Vulnerable patients being failed by HSE
Leading dental surgeon says morale among public service dentists is at a new low
The public dental service is failing school children, special needs patients and teenagers according to a leading dental surgeon. Dr Iseult Bouarroudj, the newly elected president of the Health Service Executive’s Dental Surgeons Group, has described the impact of staff shortages on the service as simply unacceptable for a first world country.
Speaking to the group’s annual seminar, which took place at the Mullingar Park Hotel in Co. Meath recently, she said: “Where services have been reduced we have seen an increase in patients presenting with pain and infection, necessitating complex treatment and, in certain circumstances, acute hospital admission. “Waiting lists for treatment under general anaesthesia, orthodontics and oral surgery have soared due to the lack of resources. This is a reprehensible consequence of the circumstances which now prevails in our public dental service.”
The 350 public service dentists in the HSE see more than 250,000 children every year as well as some of the most vulnerable and disadvantaged groups in society, including the elderly and young people in care of the HSE, and those with intellectual and physical special needs.
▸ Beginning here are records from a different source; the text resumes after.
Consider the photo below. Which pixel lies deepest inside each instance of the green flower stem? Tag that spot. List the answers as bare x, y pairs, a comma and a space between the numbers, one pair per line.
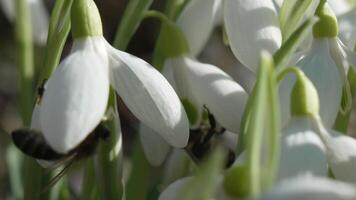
274, 130
255, 126
283, 55
110, 163
139, 178
89, 182
25, 59
59, 28
109, 157
130, 21
343, 119
170, 43
85, 18
32, 172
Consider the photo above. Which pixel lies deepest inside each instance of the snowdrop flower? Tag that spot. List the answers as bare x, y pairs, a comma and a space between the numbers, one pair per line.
251, 26
39, 17
302, 151
311, 188
199, 84
325, 64
77, 93
339, 149
174, 190
203, 84
341, 152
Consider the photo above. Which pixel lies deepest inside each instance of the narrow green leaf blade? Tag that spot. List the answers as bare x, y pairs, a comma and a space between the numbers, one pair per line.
130, 21
291, 14
284, 54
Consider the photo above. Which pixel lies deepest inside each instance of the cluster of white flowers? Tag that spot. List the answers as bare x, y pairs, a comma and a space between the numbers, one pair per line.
77, 93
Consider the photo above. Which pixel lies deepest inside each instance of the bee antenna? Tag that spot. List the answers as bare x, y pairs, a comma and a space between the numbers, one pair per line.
211, 117
57, 177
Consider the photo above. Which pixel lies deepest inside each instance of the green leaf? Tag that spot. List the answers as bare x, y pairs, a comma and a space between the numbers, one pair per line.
287, 50
130, 22
137, 186
14, 160
171, 41
291, 14
205, 183
59, 28
256, 124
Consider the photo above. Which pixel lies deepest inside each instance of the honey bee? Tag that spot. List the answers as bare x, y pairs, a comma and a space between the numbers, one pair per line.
204, 138
32, 143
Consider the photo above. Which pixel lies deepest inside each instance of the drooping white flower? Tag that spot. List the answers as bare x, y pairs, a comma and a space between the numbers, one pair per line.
39, 17
341, 152
321, 69
174, 190
77, 93
154, 146
202, 13
252, 26
302, 151
311, 188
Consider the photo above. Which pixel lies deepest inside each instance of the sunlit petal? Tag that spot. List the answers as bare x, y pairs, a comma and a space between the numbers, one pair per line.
251, 26
341, 151
322, 70
75, 99
149, 97
214, 88
302, 151
311, 188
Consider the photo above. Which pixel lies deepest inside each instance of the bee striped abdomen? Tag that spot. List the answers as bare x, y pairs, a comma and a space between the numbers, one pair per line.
32, 143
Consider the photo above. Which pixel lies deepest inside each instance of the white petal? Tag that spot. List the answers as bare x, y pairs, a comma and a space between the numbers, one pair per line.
228, 139
339, 6
8, 7
35, 119
149, 97
321, 69
311, 188
252, 26
302, 151
178, 165
350, 55
214, 88
173, 191
179, 82
197, 20
154, 146
75, 99
341, 151
39, 20
347, 31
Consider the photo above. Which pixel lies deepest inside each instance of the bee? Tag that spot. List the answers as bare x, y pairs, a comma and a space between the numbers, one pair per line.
40, 91
204, 138
32, 143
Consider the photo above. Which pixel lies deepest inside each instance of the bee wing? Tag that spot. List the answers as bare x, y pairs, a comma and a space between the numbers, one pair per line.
58, 176
57, 163
32, 143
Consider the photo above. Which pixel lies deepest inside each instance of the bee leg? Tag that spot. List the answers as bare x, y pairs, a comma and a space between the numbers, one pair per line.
211, 118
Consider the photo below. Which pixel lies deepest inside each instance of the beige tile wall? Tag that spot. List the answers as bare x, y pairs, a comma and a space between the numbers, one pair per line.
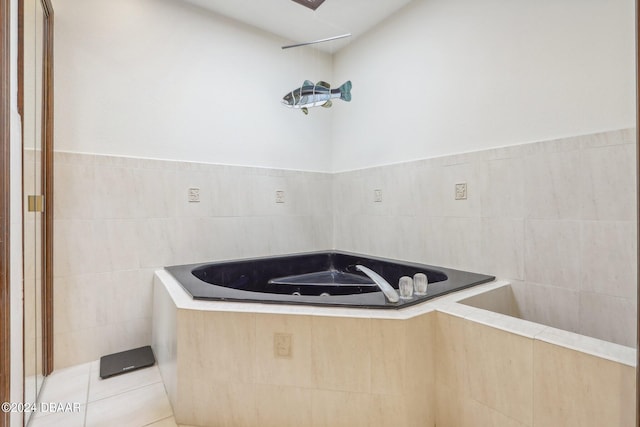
118, 219
554, 217
555, 214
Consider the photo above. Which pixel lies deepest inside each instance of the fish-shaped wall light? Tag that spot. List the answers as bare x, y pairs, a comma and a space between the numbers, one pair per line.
316, 95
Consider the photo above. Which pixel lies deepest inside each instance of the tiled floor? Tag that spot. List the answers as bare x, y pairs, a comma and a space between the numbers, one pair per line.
135, 399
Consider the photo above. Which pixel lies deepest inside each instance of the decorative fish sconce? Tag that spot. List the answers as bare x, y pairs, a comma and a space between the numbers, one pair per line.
316, 95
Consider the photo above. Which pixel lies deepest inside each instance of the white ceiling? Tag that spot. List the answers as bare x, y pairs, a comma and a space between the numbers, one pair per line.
298, 24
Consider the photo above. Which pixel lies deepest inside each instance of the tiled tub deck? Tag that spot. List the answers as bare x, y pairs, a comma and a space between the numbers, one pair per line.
442, 362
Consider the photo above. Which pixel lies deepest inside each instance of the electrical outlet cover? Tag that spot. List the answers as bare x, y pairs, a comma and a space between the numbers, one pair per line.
461, 191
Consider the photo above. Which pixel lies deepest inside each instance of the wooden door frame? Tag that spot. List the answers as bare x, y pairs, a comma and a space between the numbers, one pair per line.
47, 172
5, 223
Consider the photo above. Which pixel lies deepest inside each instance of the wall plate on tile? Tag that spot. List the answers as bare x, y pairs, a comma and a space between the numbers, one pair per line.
461, 191
282, 345
193, 195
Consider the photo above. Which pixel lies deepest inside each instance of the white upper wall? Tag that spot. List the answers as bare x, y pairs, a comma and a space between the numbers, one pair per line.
164, 79
450, 76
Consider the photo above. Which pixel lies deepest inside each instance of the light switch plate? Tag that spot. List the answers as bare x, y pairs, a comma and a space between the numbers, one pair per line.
461, 191
193, 195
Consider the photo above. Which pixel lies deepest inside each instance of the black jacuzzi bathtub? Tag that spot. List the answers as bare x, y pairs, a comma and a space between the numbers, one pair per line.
317, 278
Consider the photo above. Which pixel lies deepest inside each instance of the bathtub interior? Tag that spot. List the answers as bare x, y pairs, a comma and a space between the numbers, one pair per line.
317, 278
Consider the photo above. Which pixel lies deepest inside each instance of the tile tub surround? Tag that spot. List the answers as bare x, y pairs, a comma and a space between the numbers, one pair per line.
347, 367
473, 366
552, 215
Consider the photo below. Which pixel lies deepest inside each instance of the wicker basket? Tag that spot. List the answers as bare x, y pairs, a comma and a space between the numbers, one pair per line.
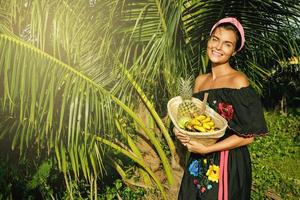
206, 138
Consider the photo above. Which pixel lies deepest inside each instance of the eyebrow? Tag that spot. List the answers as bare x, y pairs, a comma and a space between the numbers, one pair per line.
226, 41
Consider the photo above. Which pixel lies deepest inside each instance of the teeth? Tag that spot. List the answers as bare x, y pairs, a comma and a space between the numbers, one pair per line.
216, 53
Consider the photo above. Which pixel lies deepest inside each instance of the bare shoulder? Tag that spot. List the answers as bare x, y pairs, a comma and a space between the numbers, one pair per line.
240, 80
200, 82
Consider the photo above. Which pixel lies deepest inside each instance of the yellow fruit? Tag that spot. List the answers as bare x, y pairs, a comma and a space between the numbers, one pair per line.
200, 128
206, 126
207, 119
201, 117
189, 127
195, 122
182, 121
211, 123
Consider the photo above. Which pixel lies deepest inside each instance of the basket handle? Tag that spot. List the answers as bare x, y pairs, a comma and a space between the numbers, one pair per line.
203, 105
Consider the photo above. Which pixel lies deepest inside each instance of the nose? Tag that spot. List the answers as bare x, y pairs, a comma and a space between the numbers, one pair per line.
219, 45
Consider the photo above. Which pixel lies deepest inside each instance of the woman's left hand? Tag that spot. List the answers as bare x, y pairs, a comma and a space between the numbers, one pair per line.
191, 145
196, 147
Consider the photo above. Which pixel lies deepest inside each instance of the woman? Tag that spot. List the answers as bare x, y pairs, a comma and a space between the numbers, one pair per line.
223, 170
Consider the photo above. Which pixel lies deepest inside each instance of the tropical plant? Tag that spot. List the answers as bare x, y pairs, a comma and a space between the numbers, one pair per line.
71, 72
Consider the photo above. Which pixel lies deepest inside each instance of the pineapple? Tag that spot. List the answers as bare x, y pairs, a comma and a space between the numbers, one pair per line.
187, 109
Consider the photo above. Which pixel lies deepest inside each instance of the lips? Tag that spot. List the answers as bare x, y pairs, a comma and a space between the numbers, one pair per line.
216, 53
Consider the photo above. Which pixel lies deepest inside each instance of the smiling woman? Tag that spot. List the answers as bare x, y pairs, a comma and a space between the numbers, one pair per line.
223, 170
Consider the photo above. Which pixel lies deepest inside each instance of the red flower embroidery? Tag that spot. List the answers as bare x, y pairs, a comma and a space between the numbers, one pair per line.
225, 110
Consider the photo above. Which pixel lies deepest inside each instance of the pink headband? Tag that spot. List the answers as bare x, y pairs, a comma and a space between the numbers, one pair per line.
234, 22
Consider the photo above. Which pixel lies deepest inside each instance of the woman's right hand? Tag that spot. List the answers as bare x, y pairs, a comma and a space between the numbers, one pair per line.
184, 139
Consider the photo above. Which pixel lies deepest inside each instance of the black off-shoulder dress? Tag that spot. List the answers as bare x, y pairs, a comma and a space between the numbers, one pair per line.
226, 174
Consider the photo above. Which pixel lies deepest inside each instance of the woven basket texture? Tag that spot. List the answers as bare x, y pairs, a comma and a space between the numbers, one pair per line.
204, 137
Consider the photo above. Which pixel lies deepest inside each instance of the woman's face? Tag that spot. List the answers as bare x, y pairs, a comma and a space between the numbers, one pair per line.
221, 45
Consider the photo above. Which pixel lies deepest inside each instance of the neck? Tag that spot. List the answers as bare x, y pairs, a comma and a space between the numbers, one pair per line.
220, 70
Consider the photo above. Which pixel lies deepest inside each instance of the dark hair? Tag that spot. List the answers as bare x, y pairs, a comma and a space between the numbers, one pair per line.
229, 26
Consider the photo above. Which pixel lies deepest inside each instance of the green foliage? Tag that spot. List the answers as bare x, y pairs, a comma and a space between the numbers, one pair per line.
275, 158
120, 190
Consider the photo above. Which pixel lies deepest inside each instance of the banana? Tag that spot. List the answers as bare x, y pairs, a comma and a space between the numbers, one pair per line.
200, 128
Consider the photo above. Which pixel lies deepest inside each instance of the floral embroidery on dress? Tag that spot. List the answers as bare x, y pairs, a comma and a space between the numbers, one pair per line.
225, 110
205, 173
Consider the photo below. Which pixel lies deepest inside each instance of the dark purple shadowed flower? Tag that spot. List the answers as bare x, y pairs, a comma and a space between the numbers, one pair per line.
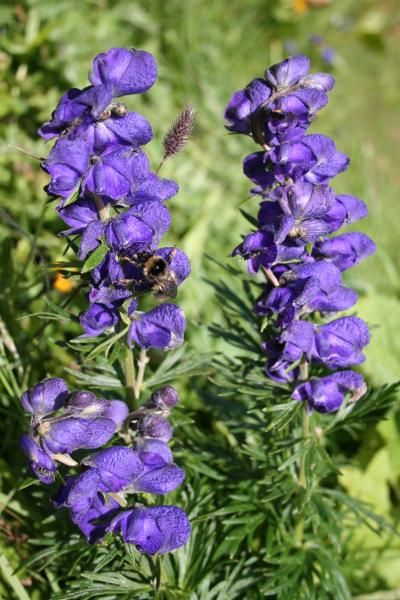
298, 340
97, 319
153, 188
45, 397
277, 368
41, 464
258, 249
164, 398
124, 71
327, 394
340, 343
116, 172
155, 529
131, 130
162, 327
244, 103
314, 157
127, 230
312, 211
306, 288
84, 404
121, 468
178, 262
345, 250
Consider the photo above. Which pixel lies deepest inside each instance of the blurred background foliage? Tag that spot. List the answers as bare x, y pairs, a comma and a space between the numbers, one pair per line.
205, 50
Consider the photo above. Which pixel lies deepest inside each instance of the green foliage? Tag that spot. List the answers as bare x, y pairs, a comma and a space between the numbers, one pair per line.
238, 436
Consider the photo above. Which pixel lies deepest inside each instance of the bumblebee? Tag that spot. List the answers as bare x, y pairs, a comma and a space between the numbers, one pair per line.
157, 275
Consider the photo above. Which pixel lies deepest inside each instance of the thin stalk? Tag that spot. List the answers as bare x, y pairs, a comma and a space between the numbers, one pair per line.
142, 362
102, 209
271, 277
130, 382
299, 529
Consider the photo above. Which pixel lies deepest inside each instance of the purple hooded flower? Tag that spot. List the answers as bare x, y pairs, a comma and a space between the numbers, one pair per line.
345, 250
314, 157
64, 435
340, 343
298, 339
84, 404
124, 71
140, 228
306, 288
162, 327
124, 469
153, 188
327, 394
258, 249
288, 72
98, 318
164, 398
178, 262
244, 103
41, 464
155, 426
155, 529
116, 172
311, 211
66, 164
45, 397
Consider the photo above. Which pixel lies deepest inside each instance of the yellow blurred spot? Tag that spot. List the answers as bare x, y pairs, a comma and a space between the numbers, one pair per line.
63, 285
300, 6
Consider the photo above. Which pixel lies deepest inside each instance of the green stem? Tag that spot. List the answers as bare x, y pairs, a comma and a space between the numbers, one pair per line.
143, 360
130, 382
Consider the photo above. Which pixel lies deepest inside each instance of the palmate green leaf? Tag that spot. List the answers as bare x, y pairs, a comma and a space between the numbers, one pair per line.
95, 257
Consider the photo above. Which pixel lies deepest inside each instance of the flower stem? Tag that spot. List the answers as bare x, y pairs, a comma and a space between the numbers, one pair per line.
130, 379
142, 362
102, 209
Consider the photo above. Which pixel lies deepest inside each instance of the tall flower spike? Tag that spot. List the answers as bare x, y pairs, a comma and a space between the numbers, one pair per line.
291, 242
111, 200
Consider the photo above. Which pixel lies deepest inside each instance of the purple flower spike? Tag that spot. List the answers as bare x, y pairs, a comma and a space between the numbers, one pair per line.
327, 394
288, 72
162, 327
340, 343
41, 464
66, 164
45, 397
156, 529
124, 71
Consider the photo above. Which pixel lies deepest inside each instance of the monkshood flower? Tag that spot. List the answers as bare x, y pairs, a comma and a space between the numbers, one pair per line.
327, 394
155, 529
81, 421
162, 327
118, 72
291, 244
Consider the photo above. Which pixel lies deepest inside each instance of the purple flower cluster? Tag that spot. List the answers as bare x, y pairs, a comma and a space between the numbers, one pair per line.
291, 245
111, 200
64, 422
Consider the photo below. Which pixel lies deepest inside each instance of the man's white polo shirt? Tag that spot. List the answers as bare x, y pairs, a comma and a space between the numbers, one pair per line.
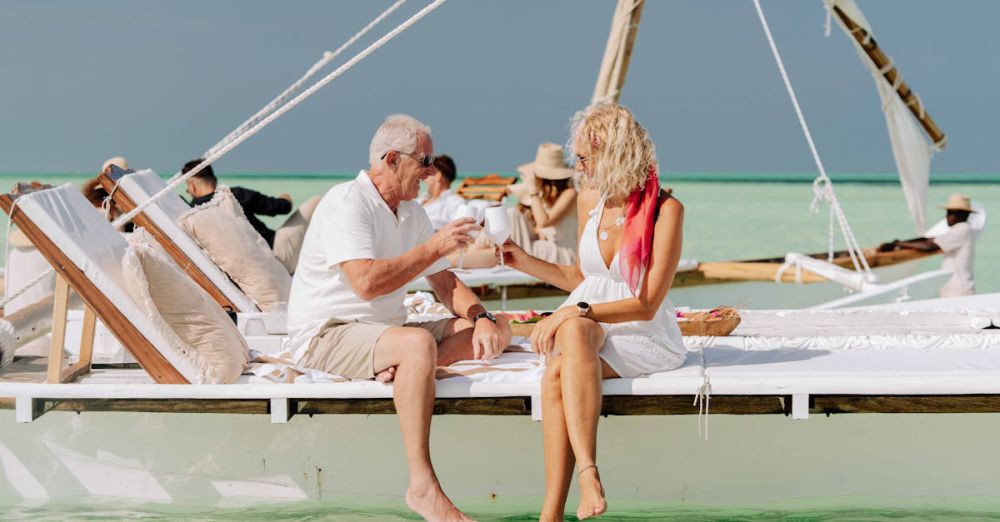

Dr Bouarroudj, who is orginally from Wexford, but has worked for the HSE throughout the Longford and Westmeath area for the last 13 years, said that, despite the continued efforts of staff to provide the best service, moral in the public dental sector was at a low ebb.
She said: “We are calling on the Minister for Health to reinstate sufficient numbers of staff in all HSE areas to ensure patients of the public dental service and orthodontic service have access to equitable services, irrespective of geographic location.”